Chapter Two, which opened on Broadway in 1977 and was released as a movie in 1979, addresses marriage and grief in an especially personal and painful way. Many critics have chosen it as his finest work. Mr. Simon lost his first wife, Joan, to cancer in 1973 at the age of 39. They were married 19 years and had two daughters, Ellen and Nancy. In all, Mr. Simon was married five times, twice to the same woman, according to the Associated Press.

Chapter Two deals with the loss of a first wife, and the courting of a second. In the film, the new woman was played by Marsha Mason, who married Mr. Simon. Mr. Simon subsequently married Diane Lander in 1987 and divorced her two years later. They remarried in 1990.
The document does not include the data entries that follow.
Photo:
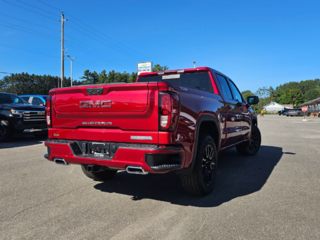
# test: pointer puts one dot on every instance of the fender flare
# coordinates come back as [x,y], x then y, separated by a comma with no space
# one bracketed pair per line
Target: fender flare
[202,118]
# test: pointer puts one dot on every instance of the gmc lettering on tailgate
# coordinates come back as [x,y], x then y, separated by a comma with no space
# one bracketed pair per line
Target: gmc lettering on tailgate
[97,104]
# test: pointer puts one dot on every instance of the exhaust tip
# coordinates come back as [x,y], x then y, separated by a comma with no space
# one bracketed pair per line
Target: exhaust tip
[136,170]
[60,161]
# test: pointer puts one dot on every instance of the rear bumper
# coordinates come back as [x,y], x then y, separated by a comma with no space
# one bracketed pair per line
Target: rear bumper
[150,157]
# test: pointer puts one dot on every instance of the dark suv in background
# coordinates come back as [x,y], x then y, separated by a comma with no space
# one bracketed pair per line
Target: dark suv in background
[17,116]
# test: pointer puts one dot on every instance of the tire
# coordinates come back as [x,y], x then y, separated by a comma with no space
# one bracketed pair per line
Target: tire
[202,179]
[5,131]
[251,147]
[99,175]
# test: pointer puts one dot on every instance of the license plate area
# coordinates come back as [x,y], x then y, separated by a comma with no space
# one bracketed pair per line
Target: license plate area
[98,150]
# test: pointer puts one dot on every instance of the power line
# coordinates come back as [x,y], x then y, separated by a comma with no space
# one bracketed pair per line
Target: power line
[36,7]
[99,40]
[36,32]
[49,5]
[96,31]
[6,73]
[29,22]
[74,39]
[81,49]
[29,50]
[29,10]
[105,35]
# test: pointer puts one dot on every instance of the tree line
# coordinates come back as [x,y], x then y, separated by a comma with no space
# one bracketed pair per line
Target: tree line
[24,83]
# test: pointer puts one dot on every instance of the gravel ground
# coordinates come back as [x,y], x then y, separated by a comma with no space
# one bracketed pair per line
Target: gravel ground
[273,195]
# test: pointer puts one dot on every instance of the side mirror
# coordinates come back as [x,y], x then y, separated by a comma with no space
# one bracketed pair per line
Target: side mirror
[252,100]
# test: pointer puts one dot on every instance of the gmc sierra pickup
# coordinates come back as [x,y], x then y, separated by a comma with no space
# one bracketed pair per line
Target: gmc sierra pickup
[176,120]
[18,116]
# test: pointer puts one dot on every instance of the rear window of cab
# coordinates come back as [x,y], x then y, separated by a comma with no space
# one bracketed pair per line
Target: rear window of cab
[197,80]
After Chapter Two, Mr. Simon looked back to his coming of age and produced a trilogy – Brighton Beach Memoirs, Biloxi Blues, and Broadway Bound – that stands far above his previous comedies. "I care more about them [the three plays], not only because they are more personal, but because it's a new style," he said. "It goes a lot deeper than I've been before, even in Chapter Two."
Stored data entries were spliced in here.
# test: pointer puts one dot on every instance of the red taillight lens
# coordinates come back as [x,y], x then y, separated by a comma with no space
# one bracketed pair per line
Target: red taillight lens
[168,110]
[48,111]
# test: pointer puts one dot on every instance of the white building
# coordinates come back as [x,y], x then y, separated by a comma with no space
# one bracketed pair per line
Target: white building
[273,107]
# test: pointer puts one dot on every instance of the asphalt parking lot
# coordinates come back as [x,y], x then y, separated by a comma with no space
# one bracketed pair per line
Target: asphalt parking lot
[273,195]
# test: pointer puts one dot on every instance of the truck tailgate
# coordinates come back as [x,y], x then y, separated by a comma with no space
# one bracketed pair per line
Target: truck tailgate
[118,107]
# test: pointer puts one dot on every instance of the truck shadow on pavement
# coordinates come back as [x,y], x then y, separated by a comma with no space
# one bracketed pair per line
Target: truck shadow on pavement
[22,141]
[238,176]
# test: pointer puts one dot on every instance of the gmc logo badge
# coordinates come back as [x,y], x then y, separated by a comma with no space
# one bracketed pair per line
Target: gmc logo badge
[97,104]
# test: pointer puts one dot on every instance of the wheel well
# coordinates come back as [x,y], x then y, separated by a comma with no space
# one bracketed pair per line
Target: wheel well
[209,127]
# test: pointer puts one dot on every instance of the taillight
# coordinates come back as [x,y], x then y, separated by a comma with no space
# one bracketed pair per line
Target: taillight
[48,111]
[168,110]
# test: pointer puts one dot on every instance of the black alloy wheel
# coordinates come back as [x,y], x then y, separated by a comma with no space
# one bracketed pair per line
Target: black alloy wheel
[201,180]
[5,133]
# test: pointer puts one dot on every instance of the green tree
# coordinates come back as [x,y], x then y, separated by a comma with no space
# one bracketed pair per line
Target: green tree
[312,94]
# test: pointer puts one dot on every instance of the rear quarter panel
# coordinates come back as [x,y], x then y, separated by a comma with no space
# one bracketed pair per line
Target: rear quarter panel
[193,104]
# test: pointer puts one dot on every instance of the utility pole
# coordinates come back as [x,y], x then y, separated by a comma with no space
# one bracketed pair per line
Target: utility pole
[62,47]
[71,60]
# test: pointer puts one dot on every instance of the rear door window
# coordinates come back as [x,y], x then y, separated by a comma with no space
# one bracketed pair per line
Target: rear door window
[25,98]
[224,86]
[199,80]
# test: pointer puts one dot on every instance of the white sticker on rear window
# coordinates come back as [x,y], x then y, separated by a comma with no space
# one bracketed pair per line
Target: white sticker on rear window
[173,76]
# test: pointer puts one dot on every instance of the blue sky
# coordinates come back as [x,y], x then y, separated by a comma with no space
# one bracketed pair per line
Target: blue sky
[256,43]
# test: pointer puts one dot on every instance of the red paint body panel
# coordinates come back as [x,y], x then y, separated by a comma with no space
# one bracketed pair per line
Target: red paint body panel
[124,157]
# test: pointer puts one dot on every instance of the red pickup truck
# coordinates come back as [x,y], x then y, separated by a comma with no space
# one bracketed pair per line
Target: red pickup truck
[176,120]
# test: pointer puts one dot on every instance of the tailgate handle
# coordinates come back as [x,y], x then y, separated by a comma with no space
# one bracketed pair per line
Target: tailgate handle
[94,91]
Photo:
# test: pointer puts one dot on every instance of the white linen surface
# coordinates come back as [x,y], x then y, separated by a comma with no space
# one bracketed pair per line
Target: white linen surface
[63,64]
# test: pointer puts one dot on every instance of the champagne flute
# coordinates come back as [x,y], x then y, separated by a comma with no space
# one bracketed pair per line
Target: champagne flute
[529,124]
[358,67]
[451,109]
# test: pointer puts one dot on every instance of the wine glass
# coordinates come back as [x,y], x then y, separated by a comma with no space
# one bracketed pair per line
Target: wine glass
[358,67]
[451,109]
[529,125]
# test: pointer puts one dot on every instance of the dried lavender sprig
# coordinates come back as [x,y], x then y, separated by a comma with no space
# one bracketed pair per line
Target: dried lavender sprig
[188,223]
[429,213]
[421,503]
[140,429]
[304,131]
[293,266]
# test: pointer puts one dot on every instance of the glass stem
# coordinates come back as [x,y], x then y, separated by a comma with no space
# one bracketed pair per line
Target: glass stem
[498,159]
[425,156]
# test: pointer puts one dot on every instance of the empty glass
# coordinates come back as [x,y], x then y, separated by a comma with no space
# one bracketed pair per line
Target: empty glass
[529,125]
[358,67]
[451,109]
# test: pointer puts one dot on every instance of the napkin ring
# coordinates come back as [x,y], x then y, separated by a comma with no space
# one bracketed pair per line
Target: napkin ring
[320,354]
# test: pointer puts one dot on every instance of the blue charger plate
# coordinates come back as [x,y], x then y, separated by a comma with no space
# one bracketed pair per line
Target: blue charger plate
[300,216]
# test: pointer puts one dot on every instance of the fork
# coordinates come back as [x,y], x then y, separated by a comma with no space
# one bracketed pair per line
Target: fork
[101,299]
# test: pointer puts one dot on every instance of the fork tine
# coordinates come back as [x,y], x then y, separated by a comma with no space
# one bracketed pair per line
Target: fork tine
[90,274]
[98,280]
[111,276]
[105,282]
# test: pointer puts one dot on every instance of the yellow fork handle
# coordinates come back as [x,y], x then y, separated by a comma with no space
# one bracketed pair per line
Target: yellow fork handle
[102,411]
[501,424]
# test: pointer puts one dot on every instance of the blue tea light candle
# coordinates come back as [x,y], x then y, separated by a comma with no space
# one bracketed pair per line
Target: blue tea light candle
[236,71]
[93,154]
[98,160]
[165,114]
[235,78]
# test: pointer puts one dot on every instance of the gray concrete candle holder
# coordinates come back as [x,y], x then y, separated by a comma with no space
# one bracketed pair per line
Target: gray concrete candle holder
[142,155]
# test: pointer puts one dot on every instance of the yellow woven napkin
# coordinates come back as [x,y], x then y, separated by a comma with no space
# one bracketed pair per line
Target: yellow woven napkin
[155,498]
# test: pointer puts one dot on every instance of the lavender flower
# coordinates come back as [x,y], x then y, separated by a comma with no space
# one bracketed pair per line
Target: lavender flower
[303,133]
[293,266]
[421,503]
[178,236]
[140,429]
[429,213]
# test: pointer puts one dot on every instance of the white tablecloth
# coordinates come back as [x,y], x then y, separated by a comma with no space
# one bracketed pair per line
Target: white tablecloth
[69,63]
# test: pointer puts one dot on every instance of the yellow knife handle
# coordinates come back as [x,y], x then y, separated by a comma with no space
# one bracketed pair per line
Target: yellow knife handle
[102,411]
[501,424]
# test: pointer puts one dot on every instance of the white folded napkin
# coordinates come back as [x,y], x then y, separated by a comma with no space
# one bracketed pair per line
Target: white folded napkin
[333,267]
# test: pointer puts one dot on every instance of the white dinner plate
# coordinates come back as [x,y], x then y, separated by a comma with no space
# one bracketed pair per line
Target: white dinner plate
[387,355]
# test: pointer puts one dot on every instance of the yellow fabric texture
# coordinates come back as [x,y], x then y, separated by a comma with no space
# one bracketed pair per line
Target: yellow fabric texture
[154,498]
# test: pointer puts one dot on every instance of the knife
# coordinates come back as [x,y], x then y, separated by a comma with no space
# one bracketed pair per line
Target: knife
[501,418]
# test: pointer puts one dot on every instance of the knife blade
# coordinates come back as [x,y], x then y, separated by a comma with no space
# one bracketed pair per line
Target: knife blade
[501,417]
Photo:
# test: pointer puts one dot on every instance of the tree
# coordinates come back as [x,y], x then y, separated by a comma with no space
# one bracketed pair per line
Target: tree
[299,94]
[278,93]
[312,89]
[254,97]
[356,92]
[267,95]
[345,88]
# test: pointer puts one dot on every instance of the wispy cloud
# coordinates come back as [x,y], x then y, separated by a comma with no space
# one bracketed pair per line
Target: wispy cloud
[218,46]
The three interlocking plays focus on sibling rivalries and struggles among parents and children. The story culminates in Broadway Bound with the efforts of Eugene Jerome to cope with the breakup of his parents' marriage. Throughout the three works, the central issue is the pain family members can inflict on one another, often in the name of love.
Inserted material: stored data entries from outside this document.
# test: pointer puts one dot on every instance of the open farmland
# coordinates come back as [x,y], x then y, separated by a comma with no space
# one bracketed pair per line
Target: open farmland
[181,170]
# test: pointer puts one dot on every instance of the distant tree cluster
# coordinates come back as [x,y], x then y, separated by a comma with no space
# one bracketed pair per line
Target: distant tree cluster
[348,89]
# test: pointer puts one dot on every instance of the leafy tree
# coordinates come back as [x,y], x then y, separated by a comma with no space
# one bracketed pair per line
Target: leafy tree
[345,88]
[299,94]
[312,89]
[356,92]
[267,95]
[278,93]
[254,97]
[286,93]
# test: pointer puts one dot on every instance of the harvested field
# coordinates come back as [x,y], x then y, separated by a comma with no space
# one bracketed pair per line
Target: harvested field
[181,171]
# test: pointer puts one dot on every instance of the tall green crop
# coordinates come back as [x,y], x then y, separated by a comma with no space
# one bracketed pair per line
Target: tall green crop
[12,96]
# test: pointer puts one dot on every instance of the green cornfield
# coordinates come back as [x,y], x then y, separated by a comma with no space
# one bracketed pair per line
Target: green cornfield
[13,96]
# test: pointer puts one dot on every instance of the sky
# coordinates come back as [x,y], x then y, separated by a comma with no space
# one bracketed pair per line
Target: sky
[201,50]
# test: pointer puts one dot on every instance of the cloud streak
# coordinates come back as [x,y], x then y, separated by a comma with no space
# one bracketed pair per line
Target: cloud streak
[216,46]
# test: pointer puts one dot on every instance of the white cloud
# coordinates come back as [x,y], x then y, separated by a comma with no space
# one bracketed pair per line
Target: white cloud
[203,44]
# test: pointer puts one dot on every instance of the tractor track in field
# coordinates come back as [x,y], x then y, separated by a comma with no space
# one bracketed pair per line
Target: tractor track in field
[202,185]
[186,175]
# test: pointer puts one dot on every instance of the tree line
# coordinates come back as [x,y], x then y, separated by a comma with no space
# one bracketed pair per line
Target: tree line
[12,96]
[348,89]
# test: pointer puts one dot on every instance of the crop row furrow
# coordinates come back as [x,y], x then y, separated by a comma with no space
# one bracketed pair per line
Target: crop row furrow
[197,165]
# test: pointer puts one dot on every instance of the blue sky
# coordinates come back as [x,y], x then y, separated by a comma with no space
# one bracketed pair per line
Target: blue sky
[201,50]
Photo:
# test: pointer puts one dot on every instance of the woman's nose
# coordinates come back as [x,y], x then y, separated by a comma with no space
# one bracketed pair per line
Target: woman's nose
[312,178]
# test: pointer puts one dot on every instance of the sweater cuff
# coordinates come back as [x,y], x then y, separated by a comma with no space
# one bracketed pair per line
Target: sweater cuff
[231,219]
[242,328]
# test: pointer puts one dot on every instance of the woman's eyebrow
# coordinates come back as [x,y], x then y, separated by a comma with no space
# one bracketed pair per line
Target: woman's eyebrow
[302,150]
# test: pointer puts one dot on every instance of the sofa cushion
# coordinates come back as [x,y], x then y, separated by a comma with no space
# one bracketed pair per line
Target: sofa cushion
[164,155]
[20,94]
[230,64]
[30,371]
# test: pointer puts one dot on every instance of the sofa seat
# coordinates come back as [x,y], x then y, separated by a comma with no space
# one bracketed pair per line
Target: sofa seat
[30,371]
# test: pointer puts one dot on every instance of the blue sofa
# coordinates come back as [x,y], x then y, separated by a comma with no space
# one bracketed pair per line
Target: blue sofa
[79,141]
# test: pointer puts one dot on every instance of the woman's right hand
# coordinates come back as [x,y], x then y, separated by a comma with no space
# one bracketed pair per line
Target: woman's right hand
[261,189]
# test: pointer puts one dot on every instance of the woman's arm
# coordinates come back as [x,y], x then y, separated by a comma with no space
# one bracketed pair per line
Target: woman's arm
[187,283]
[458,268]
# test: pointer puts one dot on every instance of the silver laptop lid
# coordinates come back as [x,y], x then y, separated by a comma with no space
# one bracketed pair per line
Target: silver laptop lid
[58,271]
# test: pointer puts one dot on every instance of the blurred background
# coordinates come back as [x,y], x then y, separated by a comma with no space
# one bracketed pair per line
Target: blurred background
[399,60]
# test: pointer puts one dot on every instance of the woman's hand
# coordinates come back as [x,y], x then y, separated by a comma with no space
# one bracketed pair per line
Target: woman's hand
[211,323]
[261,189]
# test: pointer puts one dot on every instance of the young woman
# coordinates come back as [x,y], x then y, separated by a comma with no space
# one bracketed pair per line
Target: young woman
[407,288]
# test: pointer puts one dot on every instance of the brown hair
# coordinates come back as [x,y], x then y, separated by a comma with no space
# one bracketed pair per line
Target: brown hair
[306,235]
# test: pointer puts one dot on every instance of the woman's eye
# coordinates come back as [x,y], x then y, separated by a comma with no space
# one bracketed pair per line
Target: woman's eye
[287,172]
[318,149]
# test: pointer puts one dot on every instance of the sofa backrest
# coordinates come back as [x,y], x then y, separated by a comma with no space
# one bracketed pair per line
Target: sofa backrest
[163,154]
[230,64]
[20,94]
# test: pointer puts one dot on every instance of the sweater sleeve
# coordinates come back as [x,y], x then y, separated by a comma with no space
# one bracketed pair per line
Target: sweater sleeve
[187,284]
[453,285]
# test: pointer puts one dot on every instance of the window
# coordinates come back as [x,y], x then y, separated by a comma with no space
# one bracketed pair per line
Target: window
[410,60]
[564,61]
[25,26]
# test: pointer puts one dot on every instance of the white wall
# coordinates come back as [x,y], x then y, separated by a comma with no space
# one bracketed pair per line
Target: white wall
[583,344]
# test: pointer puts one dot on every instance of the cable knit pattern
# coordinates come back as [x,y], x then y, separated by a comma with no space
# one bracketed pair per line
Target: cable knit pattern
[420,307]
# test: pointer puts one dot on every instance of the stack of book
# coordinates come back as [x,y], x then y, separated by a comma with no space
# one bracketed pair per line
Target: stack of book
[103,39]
These plays gave Mr. Simon a new stature, and in 1992, he received the Pulitzer Prize for Lost in Yonkers.

Three of Mr. Simon's works – The Odd Couple, Biloxi Blues, and Lost in Yonkers – won the Tony Award for best play. Besides the plays that became films, Mr. Simon wrote a dozen original screenplays. He was nominated for an Oscar four times – for The Odd Couple (1968), The Sunshine Boys (1975), The Goodbye Girl (1977), and California Suite (1978).

Act II Playhouse in Ambler is in rehearsals for Mr. Simon's Biloxi Blues, scheduled to run Aug. 28-Sept. 23. Tony Braithwaite, artistic director for Act II and director of the show, said news of Mr. Simon's passing came "literally while we were rehearsing." Since Braithwaite was coincidentally traveling to Manhattan on Sunday, the cast signed a playbill he planned to leave at the spontaneous memorial at the door of the Neil Simon Theatre in New York.

Mr. Simon's plays have often appeared at Act II. "He's especially good with the foibles of the bourgeoisie," Braithwaite said. "Our audience gets it. He speaks their language. His characters are deeply relatable, deeply human." That relatability, he said, has made the playwright popular well beyond his native shores: "Anyone who has been in a relationship can relate to the struggles of Oscar and Felix in The Odd Couple," he said. "They call Biloxi Blues a 'World War II play,' but it's much more than that: It also explores racism, homophobia, falling in love, the nature of authority, and being on your own. He really wrote for everyone."

After Lost in Yonkers, Mr. Simon's audience dwindled markedly in both theaters and multiplexes. In 1991, he got in a much-publicized spat with Kim Basinger and Alec Baldwin, the stars of The Marrying Man, and vowed he would never do another screenplay. He relented to write the poorly received Odd Couple II.

Mr. Simon's last two Broadway shows – 45 Seconds to Broadway and Rose's Dilemma – also flopped. Another feud with the latter's star, Mary Tyler Moore, led to her angry departure and more bad publicity.

Ultimately, Mr. Simon could look back on the compass of a career that was rich in more than profits. He once reflected, "I made my reputation with comedy, and I was quite happy to entertain. Good comedy is hard to come by. But when you want to do more personal, deeply felt stories, you can't do them through comedy. You've got to get in the trenches and dig."

TMZ reported Sunday that a memorial to Mr. Simon would be held in New York on Thursday.

Staff writer John Timpane contributed to this article.